Thursday, January 17, 2013

Corporate Winners in a Hard Place

from El País


It's not all bad news in Spain. There are entrepreneurs who, assisted by highly qualified professionals, are meeting with success in their business ventures. In the middle of a crisis that is already five years old, a group of companies finds itself far ahead of the market thanks to measures that ensured growth and expansion when the economy was doing well, and even now that it is doing poorly.

These firms have increased turnover and either maintained or expanded their workforce. The secrets of their success have been an international outlook, a management style that is willing to take risks in under-exploited market niches, financial prudence to avoid being crushed by debt, investment in technology and the promotion of talent.

The Spanish businesses that have grown at sustainable rates over the last decade, notes ESADE Business School professor Xavier Mendoza, are those that based their activity on innovation and foreign markets.

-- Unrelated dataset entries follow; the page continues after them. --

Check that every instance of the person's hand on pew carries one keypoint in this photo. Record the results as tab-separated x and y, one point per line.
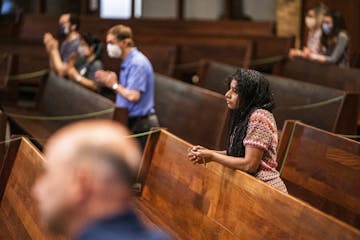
199	154
72	73
50	42
108	78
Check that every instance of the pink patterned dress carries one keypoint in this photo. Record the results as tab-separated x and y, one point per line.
262	133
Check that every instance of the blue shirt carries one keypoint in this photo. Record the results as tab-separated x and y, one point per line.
122	226
68	48
136	73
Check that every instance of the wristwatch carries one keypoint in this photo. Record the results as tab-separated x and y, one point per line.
115	86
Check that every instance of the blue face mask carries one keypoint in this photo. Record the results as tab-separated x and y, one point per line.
327	28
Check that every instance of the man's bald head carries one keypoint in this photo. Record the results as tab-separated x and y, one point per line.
90	166
97	135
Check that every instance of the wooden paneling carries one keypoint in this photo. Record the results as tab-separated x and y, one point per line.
322	169
18	210
214	202
190	112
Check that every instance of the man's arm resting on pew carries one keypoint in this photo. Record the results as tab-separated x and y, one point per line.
109	79
74	74
250	163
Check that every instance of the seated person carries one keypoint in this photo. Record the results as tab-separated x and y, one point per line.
313	20
59	57
334	41
85	192
87	63
253	137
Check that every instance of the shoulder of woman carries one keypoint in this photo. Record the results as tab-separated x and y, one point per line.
343	34
262	113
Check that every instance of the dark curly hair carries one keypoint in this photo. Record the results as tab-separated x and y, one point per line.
92	41
328	40
254	93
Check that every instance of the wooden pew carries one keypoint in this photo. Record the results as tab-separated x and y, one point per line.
170	31
328	75
323	169
3	121
323	107
5	68
195	114
61	97
214	202
346	79
18	214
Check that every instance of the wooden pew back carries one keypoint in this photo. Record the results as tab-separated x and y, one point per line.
60	103
323	107
18	211
329	75
329	109
193	113
322	169
214	202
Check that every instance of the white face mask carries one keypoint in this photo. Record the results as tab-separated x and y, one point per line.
82	51
114	51
310	22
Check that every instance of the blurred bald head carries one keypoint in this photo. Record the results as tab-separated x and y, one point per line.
96	135
90	168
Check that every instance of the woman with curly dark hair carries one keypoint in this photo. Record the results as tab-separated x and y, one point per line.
334	41
252	138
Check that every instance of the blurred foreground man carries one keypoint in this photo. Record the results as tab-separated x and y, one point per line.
85	190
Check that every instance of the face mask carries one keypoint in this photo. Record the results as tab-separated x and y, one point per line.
310	22
82	51
326	28
113	50
63	31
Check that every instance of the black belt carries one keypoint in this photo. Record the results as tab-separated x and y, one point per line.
140	117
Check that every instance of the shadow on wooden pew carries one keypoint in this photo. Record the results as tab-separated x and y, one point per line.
3	122
330	109
328	75
322	169
18	213
195	114
61	102
214	202
346	79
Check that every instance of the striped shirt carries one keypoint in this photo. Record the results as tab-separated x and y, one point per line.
262	133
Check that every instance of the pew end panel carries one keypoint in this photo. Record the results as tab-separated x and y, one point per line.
3	128
213	202
323	169
18	210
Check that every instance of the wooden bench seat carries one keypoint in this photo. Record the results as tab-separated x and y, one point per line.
61	98
322	169
329	75
330	109
193	113
214	202
18	214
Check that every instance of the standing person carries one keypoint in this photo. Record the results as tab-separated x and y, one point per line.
59	57
134	87
252	138
85	190
87	63
313	20
334	41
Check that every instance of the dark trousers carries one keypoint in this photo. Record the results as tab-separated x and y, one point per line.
143	124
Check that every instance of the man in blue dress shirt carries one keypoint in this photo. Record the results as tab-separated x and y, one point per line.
85	191
135	85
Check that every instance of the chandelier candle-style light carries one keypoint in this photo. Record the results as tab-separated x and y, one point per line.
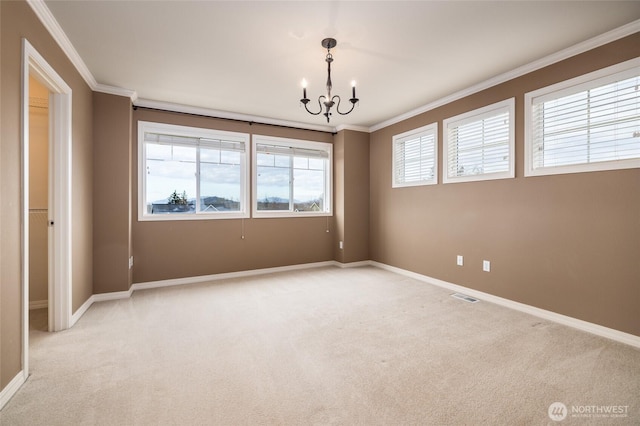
327	100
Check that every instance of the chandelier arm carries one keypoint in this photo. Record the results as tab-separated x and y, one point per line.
319	104
353	104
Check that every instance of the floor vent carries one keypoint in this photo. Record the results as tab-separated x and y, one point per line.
465	297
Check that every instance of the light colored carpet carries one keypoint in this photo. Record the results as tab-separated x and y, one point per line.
358	346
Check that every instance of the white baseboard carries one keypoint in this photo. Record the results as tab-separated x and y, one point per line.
352	264
598	330
38	304
14	385
228	275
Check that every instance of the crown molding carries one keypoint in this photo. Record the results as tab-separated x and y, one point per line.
50	23
354	128
592	43
112	90
207	112
57	33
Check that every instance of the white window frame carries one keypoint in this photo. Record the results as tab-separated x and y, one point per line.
575	85
508	105
193	132
291	143
428	130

They are companies like Mercadona, the distribution and supermarket chain, which succeeded through financial brawn, good management and talent. In other cases, internationalization allowed fashion retailers Inditex and Mango and the services and construction group OHL to become mostly independent from domestic consumption. Meanwhile, innovation has enabled the healthcare company Grifols to gain a foothold in a sector ruled by large pharmaceutical companies.

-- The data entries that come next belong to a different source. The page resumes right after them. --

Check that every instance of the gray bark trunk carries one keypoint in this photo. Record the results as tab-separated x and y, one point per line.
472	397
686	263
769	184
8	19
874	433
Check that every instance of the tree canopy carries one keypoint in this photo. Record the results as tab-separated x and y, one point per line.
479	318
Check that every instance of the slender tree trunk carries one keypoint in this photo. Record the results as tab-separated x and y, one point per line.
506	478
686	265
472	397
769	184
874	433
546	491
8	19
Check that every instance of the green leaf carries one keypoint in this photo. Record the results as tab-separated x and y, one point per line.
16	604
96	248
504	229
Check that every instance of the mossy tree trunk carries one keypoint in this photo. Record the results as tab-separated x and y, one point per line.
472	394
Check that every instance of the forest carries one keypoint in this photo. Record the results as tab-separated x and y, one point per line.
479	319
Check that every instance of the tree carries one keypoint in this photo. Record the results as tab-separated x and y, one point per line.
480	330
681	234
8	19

Mendoza explains that innovation ensures the creation of well-paid, highly specialized jobs. "Winning companies incorporate more knowledge and pay their employees above-average salaries."

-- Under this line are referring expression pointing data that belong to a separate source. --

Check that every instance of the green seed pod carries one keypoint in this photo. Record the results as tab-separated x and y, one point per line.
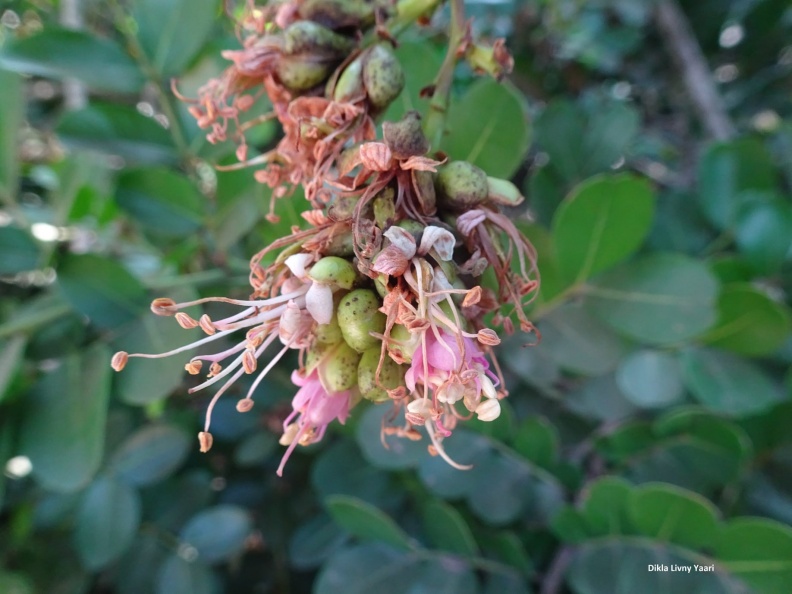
300	73
383	76
391	375
357	316
405	138
332	270
350	83
339	371
309	37
339	13
461	185
423	185
407	343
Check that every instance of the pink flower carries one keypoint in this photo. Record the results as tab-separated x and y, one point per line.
315	409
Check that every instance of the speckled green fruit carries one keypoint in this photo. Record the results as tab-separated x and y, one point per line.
383	76
300	74
404	344
461	185
391	375
339	371
350	83
310	37
332	270
358	315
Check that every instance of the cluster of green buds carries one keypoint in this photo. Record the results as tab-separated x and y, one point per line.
383	295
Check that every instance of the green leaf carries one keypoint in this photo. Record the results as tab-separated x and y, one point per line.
366	521
11	117
100	64
161	201
671	514
422	60
488	127
147	380
101	289
169	44
728	384
725	171
107	521
447	530
313	542
150	455
179	576
20	252
621	565
650	379
658	299
759	552
117	129
749	322
62	431
764	233
218	533
579	342
602	221
537	439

Other winners include firms that took advantage of the crisis to gain market share, such as the discount supermarket chain Día or the telecoms company Jazztel. Acquisitions helped Banco Sabadell, the private security firm Prosegur, and Agroalimen, a producer of food and consumer goods.

"Spanish companies that are doing well, crisis or no crisis, are those that continue to invest even though the environment is not favorable to it," says Sebastián Giménez, a partner at McKinsey & Company.


- MERCADONA. The secret to the success of the Mediterranean-based supermarket chain, which saw profits increase fivefold over the last decade, is that customers appreciate its focus on value. This is the way it has gained market share, says Sebastián Giménez of McKinsey. "And it didn't need a crisis to achieve it."

ESADE's Mendoza adds that Mercadona listened to the market and lowered its prices, making customers even more loyal. Since the onset of the crisis in 2007, turnover grew by nearly four billion euros to nearly 18 billion euros and its workforce grew by 10,000. Meanwhile, its network of supermarkets has ballooned from fewer than 700 a decade ago to 1,400. Last year, Mercadona invested 600 million euros.